After being introduced by a diminutive, unassuming life member who is nonetheless perfectly at ease with a microphone in these parts, I stumble through my talk, glancing everywhere but at my audience, blinking idiot-quick to recall the notes I made. (I’d intended slyly referencing these in my cupped hand, but pocketed them when I feared this might be cheating.) Surely no one has ever strained as hard to scrutinise their own words, as mine stagger from my lips like lexical zombies; for entire sentences I seem to speak across my own echoes in a panicked equivalent of blurred vision. But mercifully it’s question time, and it’s as if a Cessna flown upside down and blind in a cyclone has miraculously found itself taxiing on a runway: this answering-questions caper is a million times better than just standing there and saying shit.
‘How many kilometres do you do for training?’
‘Too easy. Good day or bad?’
‘What do swimmers have for breakfast?’
‘Do you have an hour?’
‘Would you recommend swimming as a sport?’
‘As I said in my talk, not as things currently stand.’
A few days later I’m still riding the weirdest high, as if all post-speech existence is some ecstatic reverse orbit of reprieve around that public vivisection. And now, before school, Mrs Talbot beckons me to the foot of the hallway stairs. Guessing the newspaper banners she’s toting are all about my recent Commonwealth backstroke record, I jog over expectantly. If you’ve seen a rococo painting of those bonneted ladies leaning on swings or strolling under parasols in lush Regency gardens, you’ve glimpsed Mrs Talbot. Those cheeks have a permanent boudoir flush, her hair all bouffant and ringlet. She’s a thoroughly sympathetic, though worryingly passive, presence in the Talbot household, and, unlike her husband, has a charmingly self-effacing wit. (‘What’s an actuary, Mum?’ one of her girls asked yesterday. ‘Well, actuary, I don’t know,’ she sweetly parried.)
‘What the hell did you think you were getting at in that speech?’ she demands hotly, shaking those newspapers at me. (Hell? Only her husband says hell.) Rattled by her transformation from demure matron to domestic demagogue, I focus on the fluttering headlines, one of which shouts back, ‘Swim Champ Says School and Pool Poor Mix’.

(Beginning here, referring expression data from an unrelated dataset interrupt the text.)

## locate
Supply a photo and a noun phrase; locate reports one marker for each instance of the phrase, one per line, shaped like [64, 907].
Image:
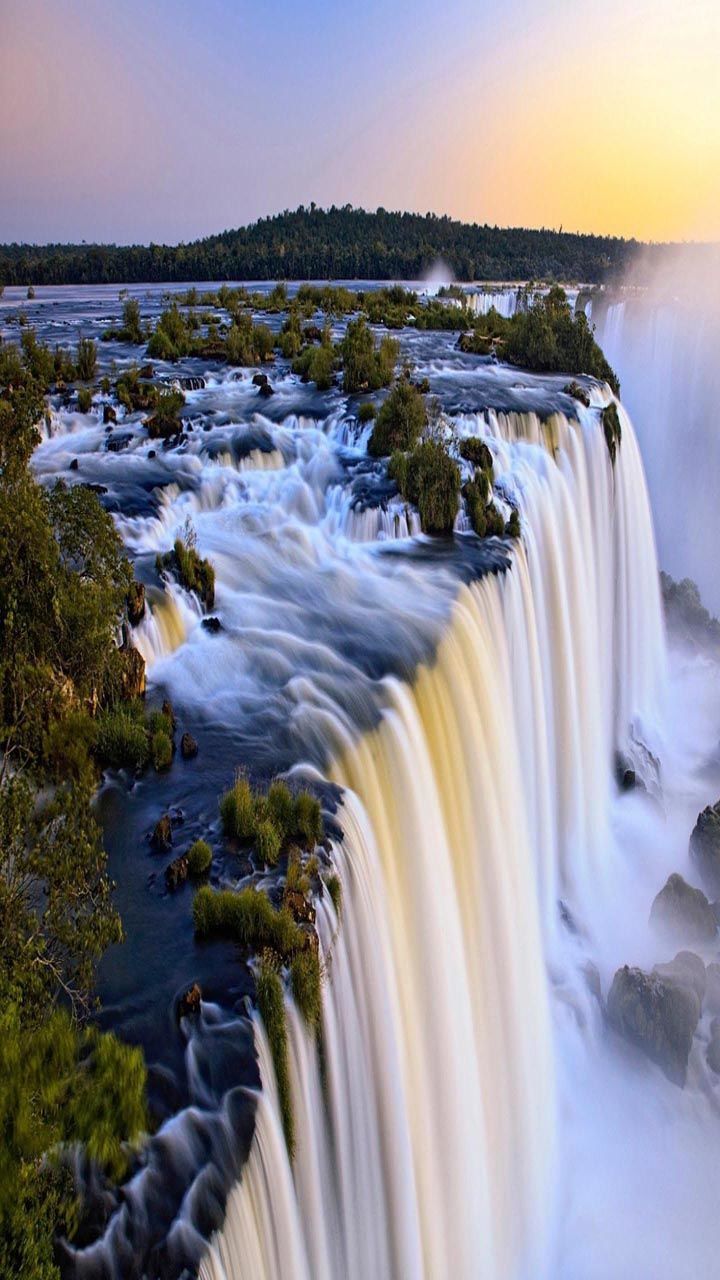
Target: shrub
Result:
[199, 858]
[160, 750]
[192, 572]
[305, 984]
[270, 1005]
[475, 451]
[281, 808]
[613, 429]
[268, 841]
[365, 366]
[86, 361]
[122, 740]
[237, 810]
[400, 420]
[308, 818]
[431, 480]
[246, 918]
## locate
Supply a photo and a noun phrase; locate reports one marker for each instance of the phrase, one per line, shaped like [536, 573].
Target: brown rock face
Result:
[683, 913]
[657, 1015]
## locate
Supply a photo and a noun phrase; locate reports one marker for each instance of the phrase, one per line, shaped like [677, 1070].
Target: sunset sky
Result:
[168, 120]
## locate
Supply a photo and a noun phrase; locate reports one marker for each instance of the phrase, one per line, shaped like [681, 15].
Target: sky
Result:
[131, 122]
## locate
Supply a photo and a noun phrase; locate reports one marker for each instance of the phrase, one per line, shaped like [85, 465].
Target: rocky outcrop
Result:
[136, 603]
[705, 848]
[132, 672]
[177, 873]
[657, 1015]
[683, 913]
[162, 837]
[190, 1002]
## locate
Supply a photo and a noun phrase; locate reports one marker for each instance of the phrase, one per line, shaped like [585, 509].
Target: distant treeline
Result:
[335, 243]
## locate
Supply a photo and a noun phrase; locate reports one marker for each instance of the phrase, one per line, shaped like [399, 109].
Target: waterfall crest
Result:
[477, 804]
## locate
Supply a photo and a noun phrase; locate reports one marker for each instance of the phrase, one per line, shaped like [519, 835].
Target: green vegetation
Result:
[86, 362]
[191, 571]
[613, 430]
[400, 421]
[270, 1005]
[305, 983]
[246, 918]
[313, 243]
[199, 858]
[270, 821]
[367, 366]
[546, 338]
[429, 479]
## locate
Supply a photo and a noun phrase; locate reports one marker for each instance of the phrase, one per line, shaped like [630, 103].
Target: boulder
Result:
[657, 1016]
[684, 970]
[683, 912]
[190, 1001]
[132, 672]
[712, 1054]
[162, 837]
[177, 873]
[705, 848]
[136, 603]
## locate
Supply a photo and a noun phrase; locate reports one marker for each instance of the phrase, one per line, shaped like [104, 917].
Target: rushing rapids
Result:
[460, 707]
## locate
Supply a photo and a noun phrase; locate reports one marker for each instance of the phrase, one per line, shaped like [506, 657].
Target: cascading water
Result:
[464, 702]
[434, 1151]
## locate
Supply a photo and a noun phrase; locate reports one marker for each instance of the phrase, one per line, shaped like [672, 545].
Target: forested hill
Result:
[336, 243]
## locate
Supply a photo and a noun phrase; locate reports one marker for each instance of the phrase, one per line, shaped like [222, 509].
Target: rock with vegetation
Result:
[400, 421]
[657, 1016]
[683, 912]
[705, 848]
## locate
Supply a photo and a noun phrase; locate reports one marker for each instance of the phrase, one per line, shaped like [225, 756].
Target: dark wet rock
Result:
[177, 873]
[169, 713]
[683, 912]
[119, 442]
[190, 1001]
[136, 603]
[132, 672]
[714, 1047]
[705, 848]
[712, 988]
[162, 837]
[684, 970]
[578, 393]
[657, 1016]
[300, 908]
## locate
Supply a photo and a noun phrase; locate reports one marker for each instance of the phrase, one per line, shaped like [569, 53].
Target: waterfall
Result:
[470, 813]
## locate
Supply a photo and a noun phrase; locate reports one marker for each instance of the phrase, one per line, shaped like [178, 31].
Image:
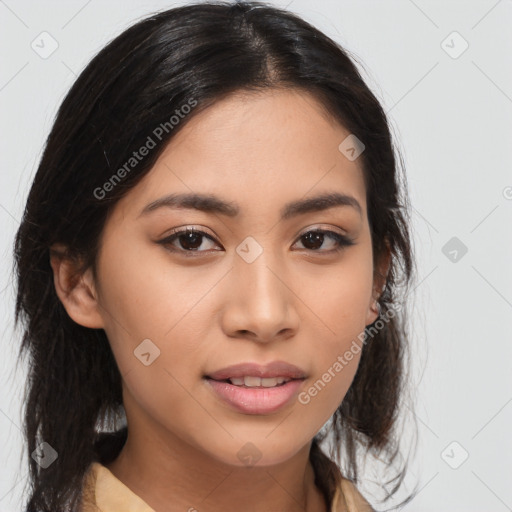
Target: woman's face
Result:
[262, 284]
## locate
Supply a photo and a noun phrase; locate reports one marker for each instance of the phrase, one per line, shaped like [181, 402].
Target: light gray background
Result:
[452, 120]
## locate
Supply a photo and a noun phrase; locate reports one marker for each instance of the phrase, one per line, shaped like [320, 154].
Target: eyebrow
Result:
[213, 204]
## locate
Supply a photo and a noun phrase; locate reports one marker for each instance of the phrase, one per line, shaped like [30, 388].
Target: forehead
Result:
[259, 150]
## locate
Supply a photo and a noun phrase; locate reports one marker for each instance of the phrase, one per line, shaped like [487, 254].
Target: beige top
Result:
[111, 495]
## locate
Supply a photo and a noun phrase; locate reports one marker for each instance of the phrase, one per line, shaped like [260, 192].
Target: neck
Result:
[173, 476]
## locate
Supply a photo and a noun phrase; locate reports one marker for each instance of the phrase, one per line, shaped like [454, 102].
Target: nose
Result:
[260, 303]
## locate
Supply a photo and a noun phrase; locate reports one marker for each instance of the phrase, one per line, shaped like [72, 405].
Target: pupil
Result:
[189, 241]
[314, 237]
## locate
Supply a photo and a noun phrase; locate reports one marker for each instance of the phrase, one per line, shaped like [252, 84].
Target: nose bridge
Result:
[260, 301]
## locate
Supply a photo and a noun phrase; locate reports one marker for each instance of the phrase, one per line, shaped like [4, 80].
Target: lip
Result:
[256, 400]
[273, 369]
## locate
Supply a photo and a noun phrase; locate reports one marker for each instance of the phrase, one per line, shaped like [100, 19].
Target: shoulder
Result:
[103, 492]
[349, 499]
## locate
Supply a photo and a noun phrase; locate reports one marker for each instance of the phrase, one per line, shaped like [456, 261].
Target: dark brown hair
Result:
[204, 52]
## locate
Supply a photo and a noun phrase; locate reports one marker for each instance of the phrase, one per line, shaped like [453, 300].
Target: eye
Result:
[190, 240]
[314, 239]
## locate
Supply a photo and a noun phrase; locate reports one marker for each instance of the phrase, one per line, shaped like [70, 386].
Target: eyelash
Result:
[341, 240]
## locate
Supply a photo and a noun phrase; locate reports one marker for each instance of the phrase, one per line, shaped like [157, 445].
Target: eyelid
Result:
[342, 240]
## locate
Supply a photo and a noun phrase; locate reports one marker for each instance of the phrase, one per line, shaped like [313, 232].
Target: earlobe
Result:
[380, 280]
[75, 291]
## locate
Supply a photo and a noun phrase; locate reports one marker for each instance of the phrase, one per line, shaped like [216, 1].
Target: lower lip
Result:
[256, 400]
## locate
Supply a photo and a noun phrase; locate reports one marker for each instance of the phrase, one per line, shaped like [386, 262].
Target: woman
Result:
[210, 251]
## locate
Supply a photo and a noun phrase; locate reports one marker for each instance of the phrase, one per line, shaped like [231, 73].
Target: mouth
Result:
[255, 395]
[255, 381]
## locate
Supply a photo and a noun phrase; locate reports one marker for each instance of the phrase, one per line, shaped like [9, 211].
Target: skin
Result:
[294, 303]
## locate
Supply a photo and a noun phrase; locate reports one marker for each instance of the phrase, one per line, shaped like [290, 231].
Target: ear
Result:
[75, 290]
[379, 283]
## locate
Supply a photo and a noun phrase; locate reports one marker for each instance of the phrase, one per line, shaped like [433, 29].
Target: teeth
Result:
[252, 382]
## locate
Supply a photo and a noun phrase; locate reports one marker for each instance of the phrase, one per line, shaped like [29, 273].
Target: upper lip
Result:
[273, 369]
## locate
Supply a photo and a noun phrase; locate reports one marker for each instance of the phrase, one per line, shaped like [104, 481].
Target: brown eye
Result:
[188, 241]
[313, 240]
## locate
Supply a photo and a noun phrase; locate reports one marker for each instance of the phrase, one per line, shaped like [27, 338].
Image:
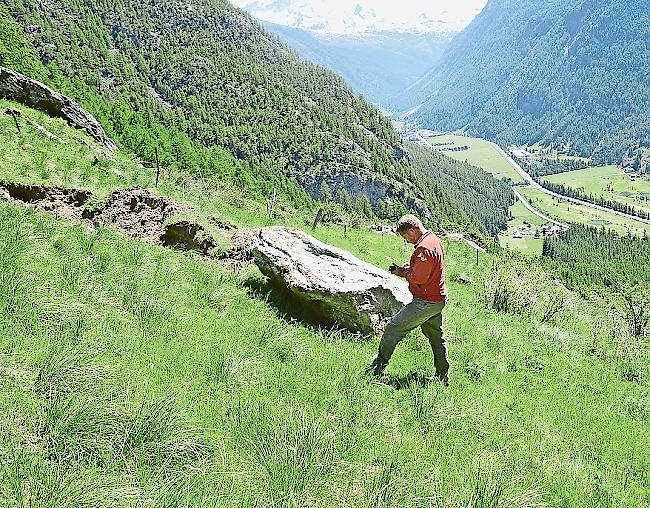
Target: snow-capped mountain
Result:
[358, 17]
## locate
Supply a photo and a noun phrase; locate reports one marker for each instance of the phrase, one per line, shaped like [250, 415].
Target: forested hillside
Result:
[570, 74]
[376, 65]
[589, 256]
[221, 97]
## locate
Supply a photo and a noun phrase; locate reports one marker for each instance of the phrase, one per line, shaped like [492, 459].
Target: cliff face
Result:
[575, 75]
[17, 87]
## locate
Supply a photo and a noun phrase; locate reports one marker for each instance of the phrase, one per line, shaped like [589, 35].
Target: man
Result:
[425, 273]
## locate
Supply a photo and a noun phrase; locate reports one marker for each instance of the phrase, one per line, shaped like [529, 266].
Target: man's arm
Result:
[418, 271]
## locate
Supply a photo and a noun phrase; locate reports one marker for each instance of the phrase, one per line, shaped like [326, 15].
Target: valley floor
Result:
[135, 375]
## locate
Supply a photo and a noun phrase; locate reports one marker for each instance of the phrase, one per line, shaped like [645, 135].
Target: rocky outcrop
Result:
[19, 88]
[374, 188]
[337, 287]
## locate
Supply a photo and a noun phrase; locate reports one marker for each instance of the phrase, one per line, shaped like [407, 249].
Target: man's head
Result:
[410, 228]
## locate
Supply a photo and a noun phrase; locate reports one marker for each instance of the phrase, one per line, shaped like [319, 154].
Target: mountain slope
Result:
[210, 75]
[135, 375]
[376, 65]
[573, 74]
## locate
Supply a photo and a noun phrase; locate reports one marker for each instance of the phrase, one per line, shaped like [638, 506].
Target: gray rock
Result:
[337, 287]
[34, 94]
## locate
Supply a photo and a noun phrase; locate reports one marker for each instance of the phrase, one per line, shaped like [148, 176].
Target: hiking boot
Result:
[376, 367]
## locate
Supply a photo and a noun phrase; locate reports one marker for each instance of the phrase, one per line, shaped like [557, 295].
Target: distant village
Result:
[529, 230]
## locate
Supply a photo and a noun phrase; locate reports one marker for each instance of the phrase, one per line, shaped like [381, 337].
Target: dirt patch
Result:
[68, 203]
[221, 224]
[135, 212]
[241, 252]
[138, 213]
[187, 236]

And now she gets to the point. ‘You’ve been given this incredible opportunity with your swimming, and you — you — go and poison it to good country people who pay your airfare.’ I now see there is no explanation for this outrage that the wife of the enemy could understand, and fall mute until she finishes rattling The Examiner in my face and withdraws up the steps with her ravaged souvenirs. She and Talbot hardly speak to each other these days, I tell myself to somehow discredit her reprimand, before congratulating myself with a smirk of mission accomplished.
But within minutes, I also find myself seething at her use of ‘incredible opportunity’ to describe my barracks-like existence in her home, where I’m expected to simultaneously cope with school and the world’s toughest sports training regime, not to mention my sweatshop Sunday afternoons assembling Ming’s line of exercise equipment with her two boys, whose idea of a regular family holiday is to recall what they’ve heard of their father’s most recent overseas coaching assignment.